In cisplatin AKI mouse models, SS-31 pretreatment significantly preserved renal tubular architecture, reduced BUN and creatinine elevation, and decreased tubular apoptosis. Similar findings have been reported in renal ischemia-reperfusion models, with SS-31 reducing proximal tubular mitochondrial fragmentation and restoring OXPHOS capacity.

Aging and Skeletal Muscle Research

Mitochondrial dysfunction is considered a hallmark of skeletal muscle aging (sarcopenia). Research in aged rodents has shown that SS-31 treatment improves ex vivo mitochondrial respiration, increases in vivo muscle fatigue resistance, and restores age-related declines in muscle contractile force.

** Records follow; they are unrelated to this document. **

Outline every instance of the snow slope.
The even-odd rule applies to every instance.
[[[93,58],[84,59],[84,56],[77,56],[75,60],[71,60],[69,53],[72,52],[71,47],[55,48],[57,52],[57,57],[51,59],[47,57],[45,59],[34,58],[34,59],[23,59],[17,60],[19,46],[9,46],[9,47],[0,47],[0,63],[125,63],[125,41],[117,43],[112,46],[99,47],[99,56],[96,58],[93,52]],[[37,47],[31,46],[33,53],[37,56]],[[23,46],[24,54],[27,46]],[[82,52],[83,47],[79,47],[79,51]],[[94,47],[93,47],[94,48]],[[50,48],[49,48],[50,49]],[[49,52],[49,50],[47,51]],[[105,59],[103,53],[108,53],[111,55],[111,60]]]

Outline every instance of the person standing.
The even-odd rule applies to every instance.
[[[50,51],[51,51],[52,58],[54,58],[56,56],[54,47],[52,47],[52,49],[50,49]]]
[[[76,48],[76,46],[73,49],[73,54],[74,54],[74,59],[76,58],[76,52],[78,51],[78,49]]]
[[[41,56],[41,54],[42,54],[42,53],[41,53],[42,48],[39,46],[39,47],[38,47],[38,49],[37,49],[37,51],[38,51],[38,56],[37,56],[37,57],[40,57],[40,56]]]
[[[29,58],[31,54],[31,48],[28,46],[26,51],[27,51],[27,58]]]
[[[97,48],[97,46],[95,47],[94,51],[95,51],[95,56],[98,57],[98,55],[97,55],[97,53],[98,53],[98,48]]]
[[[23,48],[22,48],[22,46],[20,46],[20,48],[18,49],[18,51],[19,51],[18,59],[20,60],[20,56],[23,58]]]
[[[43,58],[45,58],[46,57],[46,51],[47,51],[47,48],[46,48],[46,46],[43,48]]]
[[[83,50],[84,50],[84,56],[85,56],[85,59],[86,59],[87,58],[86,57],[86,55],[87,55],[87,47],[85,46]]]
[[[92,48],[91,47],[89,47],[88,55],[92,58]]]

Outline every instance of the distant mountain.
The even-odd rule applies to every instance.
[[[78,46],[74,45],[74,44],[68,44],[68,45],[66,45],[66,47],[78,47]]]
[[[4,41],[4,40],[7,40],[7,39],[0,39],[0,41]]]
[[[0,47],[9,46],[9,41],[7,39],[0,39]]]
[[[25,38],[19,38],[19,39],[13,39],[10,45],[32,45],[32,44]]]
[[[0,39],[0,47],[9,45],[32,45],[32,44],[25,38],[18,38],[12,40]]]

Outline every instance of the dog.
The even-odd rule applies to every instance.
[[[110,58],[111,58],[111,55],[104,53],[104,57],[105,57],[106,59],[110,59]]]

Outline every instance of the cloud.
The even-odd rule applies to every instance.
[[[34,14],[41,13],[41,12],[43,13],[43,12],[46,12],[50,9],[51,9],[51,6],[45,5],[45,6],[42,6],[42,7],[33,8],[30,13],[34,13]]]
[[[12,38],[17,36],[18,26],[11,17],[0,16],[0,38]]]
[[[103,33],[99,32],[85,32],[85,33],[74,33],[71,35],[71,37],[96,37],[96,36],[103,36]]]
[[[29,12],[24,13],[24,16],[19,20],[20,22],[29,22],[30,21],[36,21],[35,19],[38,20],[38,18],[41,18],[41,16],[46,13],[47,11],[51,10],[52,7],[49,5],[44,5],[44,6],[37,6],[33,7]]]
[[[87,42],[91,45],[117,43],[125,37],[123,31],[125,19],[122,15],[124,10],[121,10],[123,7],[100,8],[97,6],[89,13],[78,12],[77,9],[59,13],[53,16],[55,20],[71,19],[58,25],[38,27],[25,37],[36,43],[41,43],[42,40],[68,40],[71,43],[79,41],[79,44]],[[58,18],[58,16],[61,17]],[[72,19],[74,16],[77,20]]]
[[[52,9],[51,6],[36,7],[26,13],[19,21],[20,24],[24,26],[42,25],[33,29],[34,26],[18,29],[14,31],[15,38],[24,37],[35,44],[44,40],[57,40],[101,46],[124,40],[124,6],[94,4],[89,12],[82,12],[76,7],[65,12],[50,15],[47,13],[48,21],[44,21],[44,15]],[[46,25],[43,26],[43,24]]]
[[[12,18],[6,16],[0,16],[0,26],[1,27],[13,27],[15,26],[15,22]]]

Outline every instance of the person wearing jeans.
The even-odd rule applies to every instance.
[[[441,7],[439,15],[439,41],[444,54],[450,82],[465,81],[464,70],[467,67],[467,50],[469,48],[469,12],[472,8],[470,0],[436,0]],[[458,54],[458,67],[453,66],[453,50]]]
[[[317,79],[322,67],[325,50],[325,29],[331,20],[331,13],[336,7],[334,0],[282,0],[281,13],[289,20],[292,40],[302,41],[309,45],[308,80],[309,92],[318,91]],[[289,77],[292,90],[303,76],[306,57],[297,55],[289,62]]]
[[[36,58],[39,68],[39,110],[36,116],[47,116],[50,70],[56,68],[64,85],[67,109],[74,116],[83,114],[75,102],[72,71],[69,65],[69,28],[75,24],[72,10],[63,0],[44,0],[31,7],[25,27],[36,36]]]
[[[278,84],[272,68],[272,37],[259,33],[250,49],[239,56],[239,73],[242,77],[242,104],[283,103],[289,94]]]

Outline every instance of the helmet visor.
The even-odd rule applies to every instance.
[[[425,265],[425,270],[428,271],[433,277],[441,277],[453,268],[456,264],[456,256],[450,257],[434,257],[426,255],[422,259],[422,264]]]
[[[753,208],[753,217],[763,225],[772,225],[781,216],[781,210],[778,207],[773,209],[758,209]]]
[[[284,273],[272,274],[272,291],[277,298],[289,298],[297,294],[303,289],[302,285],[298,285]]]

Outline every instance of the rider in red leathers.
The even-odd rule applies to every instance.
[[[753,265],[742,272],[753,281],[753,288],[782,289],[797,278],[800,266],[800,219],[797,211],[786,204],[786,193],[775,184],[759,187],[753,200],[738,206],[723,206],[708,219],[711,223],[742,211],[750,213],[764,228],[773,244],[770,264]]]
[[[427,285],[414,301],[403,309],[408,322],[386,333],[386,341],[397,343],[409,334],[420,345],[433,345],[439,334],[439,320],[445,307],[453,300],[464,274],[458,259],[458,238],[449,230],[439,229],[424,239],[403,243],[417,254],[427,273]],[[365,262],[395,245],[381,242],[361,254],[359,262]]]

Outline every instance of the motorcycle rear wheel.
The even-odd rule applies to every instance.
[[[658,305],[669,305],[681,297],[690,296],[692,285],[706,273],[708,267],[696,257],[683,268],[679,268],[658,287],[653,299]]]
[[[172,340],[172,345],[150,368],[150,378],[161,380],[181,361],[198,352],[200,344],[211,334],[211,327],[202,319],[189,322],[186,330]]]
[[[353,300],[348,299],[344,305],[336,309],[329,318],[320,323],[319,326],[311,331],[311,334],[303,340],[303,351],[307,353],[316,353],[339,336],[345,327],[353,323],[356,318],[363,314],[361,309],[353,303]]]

A particularly notable study by Siegel et al. (2013) showed that a single systemic dose of SS-31 in old mice restored isolated mitochondrial respiration to levels comparable to young controls within hours — suggesting a rapid, direct bioenergetic rescue rather than a slow adaptive response.

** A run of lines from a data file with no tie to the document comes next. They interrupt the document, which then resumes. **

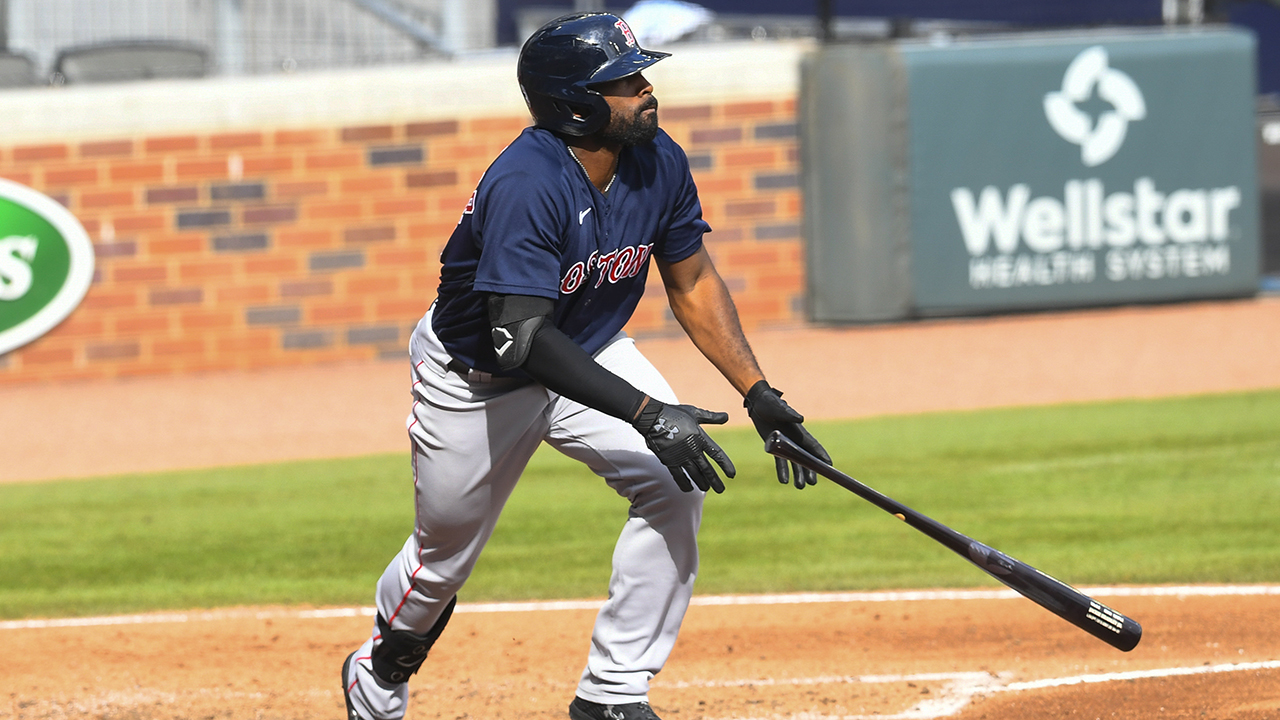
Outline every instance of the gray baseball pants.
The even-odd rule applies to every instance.
[[[703,493],[676,487],[640,434],[621,420],[534,382],[478,373],[468,378],[449,370],[430,312],[409,350],[414,402],[407,426],[417,518],[413,534],[378,581],[378,612],[393,630],[423,634],[435,624],[471,574],[525,465],[545,441],[631,503],[577,694],[604,704],[647,700],[649,681],[670,655],[693,593]],[[626,335],[615,336],[595,359],[650,396],[676,402]],[[395,720],[404,716],[408,688],[374,677],[369,658],[378,638],[375,624],[346,683],[361,716]]]

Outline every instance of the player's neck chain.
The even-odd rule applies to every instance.
[[[568,151],[569,151],[569,157],[573,158],[573,161],[574,161],[574,162],[576,162],[576,163],[578,163],[578,167],[582,168],[582,173],[583,173],[584,175],[586,175],[586,176],[587,176],[587,182],[588,182],[588,183],[591,183],[591,173],[587,172],[587,166],[586,166],[586,165],[583,165],[583,164],[582,164],[582,161],[578,159],[578,154],[577,154],[577,153],[575,153],[575,152],[573,151],[573,148],[569,147],[568,145],[565,145],[564,147],[565,147],[565,149],[566,149],[566,150],[568,150]],[[605,186],[604,186],[604,190],[601,190],[601,191],[600,191],[600,194],[601,194],[601,195],[608,195],[608,194],[609,194],[609,188],[613,187],[613,181],[614,181],[614,180],[617,180],[617,179],[618,179],[618,171],[617,171],[617,169],[615,168],[615,169],[614,169],[614,171],[613,171],[613,175],[610,175],[610,176],[609,176],[609,182],[608,182],[607,184],[605,184]],[[593,185],[594,185],[595,183],[591,183],[591,184],[593,184]]]

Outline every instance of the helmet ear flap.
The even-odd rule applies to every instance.
[[[569,101],[553,95],[527,91],[525,101],[539,127],[554,132],[582,137],[600,131],[609,124],[609,103],[592,93],[586,102]]]

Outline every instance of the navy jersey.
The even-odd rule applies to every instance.
[[[485,171],[441,254],[432,329],[455,360],[495,375],[487,296],[555,301],[553,322],[595,353],[631,318],[650,256],[678,262],[710,227],[684,151],[665,132],[626,147],[601,194],[547,130],[526,129]]]

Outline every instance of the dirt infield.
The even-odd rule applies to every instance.
[[[1130,653],[990,591],[701,598],[651,700],[668,720],[1280,717],[1280,587],[1184,591],[1104,596],[1145,626]],[[565,717],[594,618],[579,605],[460,605],[410,717]],[[0,717],[340,718],[338,669],[371,621],[334,614],[9,623]]]
[[[751,334],[811,418],[1280,387],[1280,298]],[[687,401],[745,417],[687,341],[641,343]],[[0,388],[0,480],[404,447],[400,363]],[[70,430],[69,430],[70,426]],[[1100,591],[1101,592],[1101,591]],[[1016,597],[697,597],[667,720],[1280,718],[1280,587],[1113,589],[1121,653]],[[465,593],[464,598],[465,601]],[[593,603],[460,606],[410,718],[563,718]],[[0,718],[340,718],[360,609],[0,623]]]

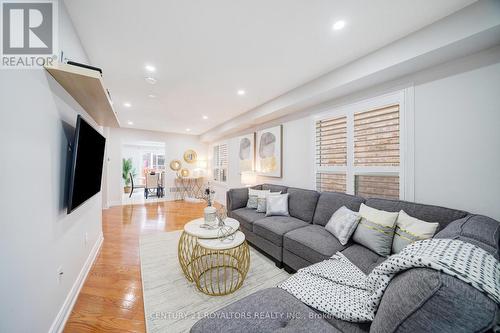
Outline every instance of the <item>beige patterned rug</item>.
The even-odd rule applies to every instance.
[[[289,275],[250,247],[250,270],[243,286],[227,296],[207,296],[186,280],[177,259],[181,232],[141,236],[141,272],[148,333],[189,332],[204,315],[253,292],[275,287]]]

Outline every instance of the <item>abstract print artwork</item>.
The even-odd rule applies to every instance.
[[[240,136],[238,144],[240,172],[253,171],[255,163],[255,133]]]
[[[257,132],[257,172],[267,177],[281,177],[282,126]]]

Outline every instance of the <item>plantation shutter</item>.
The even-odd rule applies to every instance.
[[[354,165],[399,166],[399,105],[354,114]]]
[[[219,145],[220,154],[220,168],[221,168],[221,182],[227,181],[227,165],[228,165],[228,148],[227,144]]]
[[[347,117],[316,122],[316,164],[347,165]]]
[[[227,181],[228,148],[227,144],[214,146],[214,180]]]
[[[316,189],[320,192],[343,192],[346,191],[345,173],[316,173]]]
[[[347,117],[323,119],[316,122],[316,165],[319,168],[347,165]],[[316,173],[318,191],[346,191],[345,172]]]
[[[364,198],[399,199],[399,176],[356,175],[355,194]]]

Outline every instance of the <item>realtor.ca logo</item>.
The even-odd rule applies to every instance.
[[[2,68],[42,68],[57,58],[57,2],[2,1]]]

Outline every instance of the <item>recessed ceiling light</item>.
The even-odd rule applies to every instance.
[[[144,80],[146,80],[146,82],[149,83],[149,84],[155,84],[156,83],[156,79],[154,77],[146,77],[146,78],[144,78]]]
[[[149,94],[149,95],[148,95],[148,97],[149,97],[149,98],[155,98],[155,97],[156,97],[156,95],[155,95],[155,94]]]
[[[134,124],[134,122],[129,120],[129,121],[127,122],[127,124],[129,124],[129,125],[133,125],[133,124]]]
[[[208,119],[208,116],[203,116],[203,119],[207,120],[207,119]]]
[[[190,128],[186,128],[186,132],[191,132],[191,129]]]
[[[126,108],[129,108],[132,106],[132,104],[130,104],[129,102],[125,102],[125,103],[123,103],[123,106]]]
[[[156,67],[155,66],[152,66],[152,65],[146,65],[144,66],[144,68],[148,71],[148,72],[156,72]]]
[[[333,30],[342,30],[345,27],[345,21],[337,21],[333,24],[332,29]]]
[[[245,90],[238,90],[238,95],[243,96],[245,95]]]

Unlike many antioxidants that scavenge ROS non-selectively, SS-31 does not act as a direct free radical scavenger. Its antioxidant effect is mechanistic: by preventing cardiolipin peroxidation and maintaining ETC integrity, it reduces the rate of electron leak that generates mitochondrial superoxide in the first place. This upstream mechanism may explain its efficacy at concentrations where conventional antioxidants are insufficient.

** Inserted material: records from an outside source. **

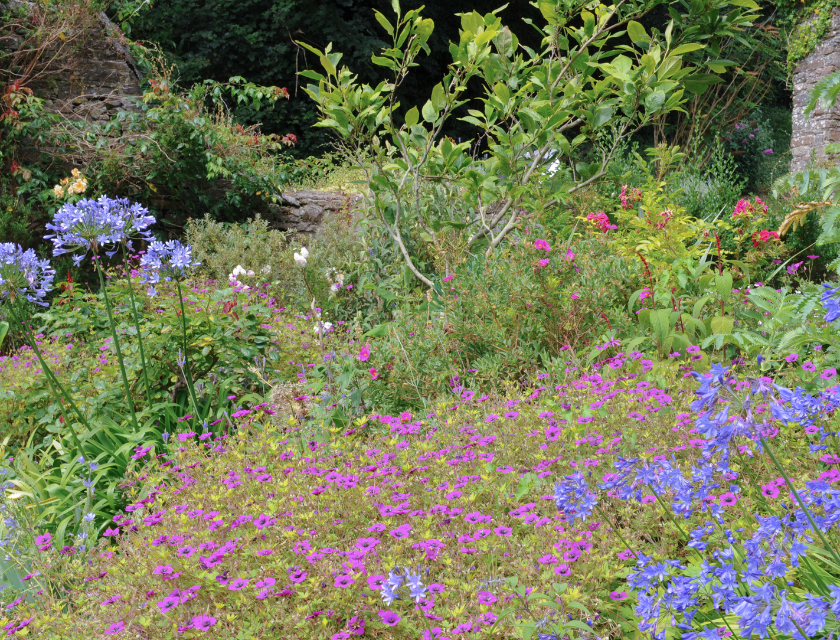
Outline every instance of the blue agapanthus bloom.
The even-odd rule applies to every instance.
[[[177,240],[153,242],[140,258],[143,283],[149,285],[150,296],[157,294],[154,285],[161,280],[180,280],[198,265],[193,262],[192,247]]]
[[[826,310],[825,321],[834,322],[837,318],[840,318],[840,300],[835,297],[840,287],[832,287],[827,282],[823,282],[823,287],[825,287],[825,291],[823,291],[820,302]]]
[[[0,298],[14,301],[23,296],[45,307],[44,298],[54,276],[49,261],[38,258],[32,249],[24,251],[18,244],[0,243]]]
[[[111,256],[121,242],[151,241],[149,227],[154,223],[148,209],[127,198],[86,198],[59,209],[47,224],[52,234],[44,238],[52,241],[53,255],[76,253],[73,262],[78,265],[88,251],[96,254],[103,250]]]
[[[582,473],[566,476],[554,486],[554,504],[574,522],[586,518],[598,504],[598,495],[589,489],[589,484]]]

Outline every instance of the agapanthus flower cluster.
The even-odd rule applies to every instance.
[[[182,280],[200,263],[192,259],[192,247],[178,240],[152,242],[140,257],[141,279],[148,284],[148,294],[157,294],[154,285],[161,280]]]
[[[14,301],[22,296],[46,306],[44,298],[52,288],[55,269],[38,258],[33,249],[24,250],[11,242],[0,243],[0,297]]]
[[[154,223],[148,209],[127,198],[86,198],[61,207],[46,225],[52,233],[44,237],[52,241],[53,255],[76,253],[73,262],[78,265],[88,251],[113,255],[122,242],[151,241],[149,227]]]

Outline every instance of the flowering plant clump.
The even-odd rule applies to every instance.
[[[627,211],[632,208],[632,205],[642,201],[642,190],[638,187],[627,188],[627,185],[621,185],[621,193],[618,195],[621,202],[621,208]]]
[[[770,238],[778,240],[779,233],[777,231],[768,231],[767,229],[756,231],[752,234],[753,247],[758,247],[766,242],[769,242]]]
[[[168,481],[115,516],[115,547],[84,556],[73,611],[47,616],[42,597],[20,615],[65,637],[62,624],[73,637],[202,625],[218,637],[560,637],[568,615],[615,631],[624,583],[606,561],[624,547],[602,519],[578,520],[587,496],[558,511],[554,484],[616,459],[638,425],[674,415],[674,398],[633,374],[555,386],[494,405],[464,390],[426,417],[374,414],[324,442],[283,435],[265,408],[233,438],[178,434],[144,472]]]
[[[756,214],[767,213],[767,205],[758,196],[754,201],[741,198],[732,210],[733,218],[752,218]]]
[[[603,211],[598,213],[590,213],[586,216],[586,221],[591,222],[599,231],[606,233],[618,229],[618,227],[610,222],[609,217]]]
[[[55,185],[52,193],[56,198],[63,198],[65,195],[81,195],[88,187],[87,178],[78,169],[70,172],[70,177],[62,178],[61,182]]]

Primary Mitochondrial Disease Research

Elamipretide (SS-31) has been studied in primary mitochondrial myopathy (PMM) — a group of genetic disorders caused by mutations in mitochondrial or nuclear genes encoding ETC components. In the MMPOWER-3 Phase III trial, daily subcutaneous elamipretide was evaluated in PMM patients over 24 weeks. The primary endpoint (6-minute walk distance) was not met, though exploratory analyses suggested meaningful improvements in fatigue and patient-reported outcomes in specific subgroups. The trial remains the most rigorous clinical dataset available for any SS peptide.

References

1. Szeto HH. "First-in-class cardiolipin-protective compound as a therapeutic agent to restore mitochondrial bioenergetics." *Br J Pharmacol*. 2014;171(8):2029–2050.
2. Birk AV, et al. "The mitochondrial-targeted compound SS-31 re-energizes ischemic mitochondria by interacting with cardiolipin." *J Am Soc Nephrol*. 2013;24(8):1250–1261.
3. Siegel MP, et al. "Mitochondrial-targeted peptide rapidly improves mitochondrial energetics and skeletal muscle performance in aged mice." *Aging Cell*. 2013;12(5):763–771.
4. Gibson CM, et al. "EMBRACE STEMI study: a Phase 2a trial to evaluate the safety, tolerability, and efficacy of intravenous MTP-131 on reperfusion injury." *Eur Heart J*. 2016;37(16):1296–1303.
5. Karaa A, et al. "Randomized dose-escalation trial of elamipretide in adults with primary mitochondrial myopathy." *Neurology*. 2018;90(14):e1212–e1221.